And the adjusting module 140 is configured to adjust the deflection speed and/or the illumination brightness of the light supplement lamp according to a preset parameter adjusting algorithm when the emotion type is an emotion type including a first preset tag.
In this embodiment, when the emotion type output by the emotion recognition model is an emotion type including a first preset tag, for example, "anger", it indicates that the deflection speed and the illumination brightness of the fill-in light when the second image is captured bring a bad experience to the target to be recognized (for example, an instructor). And modifying the deflection speed and/or the illumination brightness according to a preset parameter adjusting algorithm.
Specifically, the parameter adjustment algorithm includes: reducing the deflection speed of the light supplement lamp; and/or a preset numerical value of the irradiation brightness of the light supplement lamp.
In this embodiment, by reducing the preset values of the deflection speed and the illumination brightness at the same time or adjusting the data of one index of the deflection speed and the illumination brightness, the light supplement lamp can bring better experience to the target to be recognized (for example, an instructor) in the moving process.

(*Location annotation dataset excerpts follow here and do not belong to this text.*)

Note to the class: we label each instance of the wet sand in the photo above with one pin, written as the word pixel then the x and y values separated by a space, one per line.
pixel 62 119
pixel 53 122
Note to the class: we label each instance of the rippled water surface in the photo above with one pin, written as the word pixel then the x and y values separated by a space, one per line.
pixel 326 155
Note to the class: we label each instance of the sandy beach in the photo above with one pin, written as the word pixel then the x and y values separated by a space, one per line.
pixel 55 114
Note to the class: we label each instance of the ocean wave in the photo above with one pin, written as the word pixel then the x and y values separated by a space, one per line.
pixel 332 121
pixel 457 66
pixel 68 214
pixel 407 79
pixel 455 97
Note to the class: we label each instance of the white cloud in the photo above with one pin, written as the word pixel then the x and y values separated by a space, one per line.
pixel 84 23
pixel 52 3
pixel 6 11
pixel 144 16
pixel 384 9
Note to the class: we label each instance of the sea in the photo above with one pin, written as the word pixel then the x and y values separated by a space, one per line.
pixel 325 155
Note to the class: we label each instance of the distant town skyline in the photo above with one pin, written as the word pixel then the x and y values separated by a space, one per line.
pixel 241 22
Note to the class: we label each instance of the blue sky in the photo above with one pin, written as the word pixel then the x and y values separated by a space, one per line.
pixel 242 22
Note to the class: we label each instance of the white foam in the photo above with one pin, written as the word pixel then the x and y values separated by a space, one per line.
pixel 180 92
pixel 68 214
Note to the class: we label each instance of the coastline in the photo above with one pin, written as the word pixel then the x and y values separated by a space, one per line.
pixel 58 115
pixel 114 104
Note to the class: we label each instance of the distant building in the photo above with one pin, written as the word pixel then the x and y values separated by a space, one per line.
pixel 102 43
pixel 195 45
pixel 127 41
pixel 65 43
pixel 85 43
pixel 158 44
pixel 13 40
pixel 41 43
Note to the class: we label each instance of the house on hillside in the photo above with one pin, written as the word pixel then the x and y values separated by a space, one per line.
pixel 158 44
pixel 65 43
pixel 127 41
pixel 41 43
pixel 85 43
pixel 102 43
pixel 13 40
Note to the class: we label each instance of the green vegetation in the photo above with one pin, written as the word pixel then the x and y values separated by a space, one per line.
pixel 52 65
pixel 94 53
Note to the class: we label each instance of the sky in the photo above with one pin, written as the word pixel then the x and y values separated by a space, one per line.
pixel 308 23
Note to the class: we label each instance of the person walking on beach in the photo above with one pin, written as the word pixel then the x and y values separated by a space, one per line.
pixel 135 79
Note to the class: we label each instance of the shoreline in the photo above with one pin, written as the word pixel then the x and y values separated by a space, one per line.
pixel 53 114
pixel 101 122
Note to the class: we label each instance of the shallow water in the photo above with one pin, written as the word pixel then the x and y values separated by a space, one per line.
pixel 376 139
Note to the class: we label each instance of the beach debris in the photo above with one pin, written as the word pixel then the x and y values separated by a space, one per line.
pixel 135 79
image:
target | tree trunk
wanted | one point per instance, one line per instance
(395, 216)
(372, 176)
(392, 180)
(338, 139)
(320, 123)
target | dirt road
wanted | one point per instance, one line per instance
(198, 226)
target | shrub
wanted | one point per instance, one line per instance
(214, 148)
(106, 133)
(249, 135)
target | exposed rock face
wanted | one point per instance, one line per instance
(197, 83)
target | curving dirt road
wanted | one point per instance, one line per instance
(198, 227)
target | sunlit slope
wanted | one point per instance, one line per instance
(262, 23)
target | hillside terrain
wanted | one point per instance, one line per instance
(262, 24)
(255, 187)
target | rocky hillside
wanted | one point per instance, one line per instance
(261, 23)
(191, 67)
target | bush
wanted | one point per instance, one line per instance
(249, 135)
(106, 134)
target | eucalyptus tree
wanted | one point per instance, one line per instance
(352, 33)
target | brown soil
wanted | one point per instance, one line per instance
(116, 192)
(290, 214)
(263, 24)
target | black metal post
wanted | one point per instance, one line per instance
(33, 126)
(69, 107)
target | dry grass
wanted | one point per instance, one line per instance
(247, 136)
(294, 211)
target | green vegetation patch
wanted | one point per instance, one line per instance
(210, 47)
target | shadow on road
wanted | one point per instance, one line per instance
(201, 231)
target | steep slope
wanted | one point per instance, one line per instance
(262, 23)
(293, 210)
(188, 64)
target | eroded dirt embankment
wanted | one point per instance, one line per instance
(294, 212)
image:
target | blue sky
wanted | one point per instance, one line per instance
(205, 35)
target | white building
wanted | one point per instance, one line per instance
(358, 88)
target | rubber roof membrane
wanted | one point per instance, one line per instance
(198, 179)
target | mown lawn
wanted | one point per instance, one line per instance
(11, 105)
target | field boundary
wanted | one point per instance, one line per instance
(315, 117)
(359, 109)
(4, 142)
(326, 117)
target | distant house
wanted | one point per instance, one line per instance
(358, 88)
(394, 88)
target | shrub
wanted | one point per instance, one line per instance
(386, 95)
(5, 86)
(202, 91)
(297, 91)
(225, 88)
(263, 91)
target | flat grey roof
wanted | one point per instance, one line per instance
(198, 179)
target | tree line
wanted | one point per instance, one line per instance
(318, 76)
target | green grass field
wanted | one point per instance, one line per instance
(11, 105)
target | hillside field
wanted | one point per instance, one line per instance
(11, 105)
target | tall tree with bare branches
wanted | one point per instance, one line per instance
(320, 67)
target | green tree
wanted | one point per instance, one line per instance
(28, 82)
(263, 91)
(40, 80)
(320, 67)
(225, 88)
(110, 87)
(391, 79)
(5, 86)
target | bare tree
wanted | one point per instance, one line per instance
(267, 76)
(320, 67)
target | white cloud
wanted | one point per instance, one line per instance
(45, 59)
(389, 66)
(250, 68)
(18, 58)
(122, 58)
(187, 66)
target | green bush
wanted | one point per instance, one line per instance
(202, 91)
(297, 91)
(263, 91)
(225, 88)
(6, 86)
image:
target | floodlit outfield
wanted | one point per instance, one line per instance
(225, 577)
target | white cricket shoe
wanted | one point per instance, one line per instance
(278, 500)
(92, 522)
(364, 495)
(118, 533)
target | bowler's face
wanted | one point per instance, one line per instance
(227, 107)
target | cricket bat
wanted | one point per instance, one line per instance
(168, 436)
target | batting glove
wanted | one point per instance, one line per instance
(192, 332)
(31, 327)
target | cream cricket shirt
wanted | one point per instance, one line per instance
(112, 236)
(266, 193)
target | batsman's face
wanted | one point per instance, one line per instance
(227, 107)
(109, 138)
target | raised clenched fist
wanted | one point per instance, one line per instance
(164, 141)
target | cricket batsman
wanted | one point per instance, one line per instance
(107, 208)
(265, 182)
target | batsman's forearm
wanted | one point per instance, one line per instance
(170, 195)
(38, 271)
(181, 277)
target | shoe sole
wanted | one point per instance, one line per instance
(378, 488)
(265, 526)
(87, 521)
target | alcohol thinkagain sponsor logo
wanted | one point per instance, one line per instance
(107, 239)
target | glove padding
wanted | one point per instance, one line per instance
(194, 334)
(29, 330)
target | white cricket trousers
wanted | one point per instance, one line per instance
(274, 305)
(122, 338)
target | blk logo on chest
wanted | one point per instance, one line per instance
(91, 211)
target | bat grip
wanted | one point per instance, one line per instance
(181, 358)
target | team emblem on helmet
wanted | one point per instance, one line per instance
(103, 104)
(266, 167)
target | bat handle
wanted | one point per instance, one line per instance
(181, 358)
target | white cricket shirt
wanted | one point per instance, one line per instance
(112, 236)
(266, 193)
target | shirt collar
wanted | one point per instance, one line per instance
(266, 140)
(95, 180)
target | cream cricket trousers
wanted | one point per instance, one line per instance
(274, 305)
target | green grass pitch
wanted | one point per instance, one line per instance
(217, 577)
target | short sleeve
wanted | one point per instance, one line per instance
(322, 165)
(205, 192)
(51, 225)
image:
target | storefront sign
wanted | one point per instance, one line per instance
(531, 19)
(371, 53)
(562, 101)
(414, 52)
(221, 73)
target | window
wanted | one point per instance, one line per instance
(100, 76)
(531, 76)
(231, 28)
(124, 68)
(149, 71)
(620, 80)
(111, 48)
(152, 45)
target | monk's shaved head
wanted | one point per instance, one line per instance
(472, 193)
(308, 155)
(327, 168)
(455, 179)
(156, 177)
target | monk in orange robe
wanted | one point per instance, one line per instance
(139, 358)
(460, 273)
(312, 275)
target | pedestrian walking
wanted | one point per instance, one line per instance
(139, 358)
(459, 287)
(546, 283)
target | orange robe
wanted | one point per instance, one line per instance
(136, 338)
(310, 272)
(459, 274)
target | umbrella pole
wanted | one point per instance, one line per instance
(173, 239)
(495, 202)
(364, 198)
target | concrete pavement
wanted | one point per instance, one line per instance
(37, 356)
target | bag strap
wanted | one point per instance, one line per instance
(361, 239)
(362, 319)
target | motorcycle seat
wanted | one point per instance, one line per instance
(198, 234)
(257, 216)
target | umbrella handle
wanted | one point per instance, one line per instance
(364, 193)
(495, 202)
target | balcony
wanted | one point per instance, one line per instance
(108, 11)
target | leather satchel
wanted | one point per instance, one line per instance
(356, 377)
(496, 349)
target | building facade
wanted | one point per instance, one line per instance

In another embodiment, the apparatus further comprises means for:
and acquiring a plurality of second images of emotion types including a second preset label, respectively acquiring the deflection speed and the illumination brightness of the light supplement lamp when the data acquisition terminal shoots each second image, and selecting the image with the highest deflection speed and the highest illumination brightness as the initial speed and the initial brightness of the light supplement lamp.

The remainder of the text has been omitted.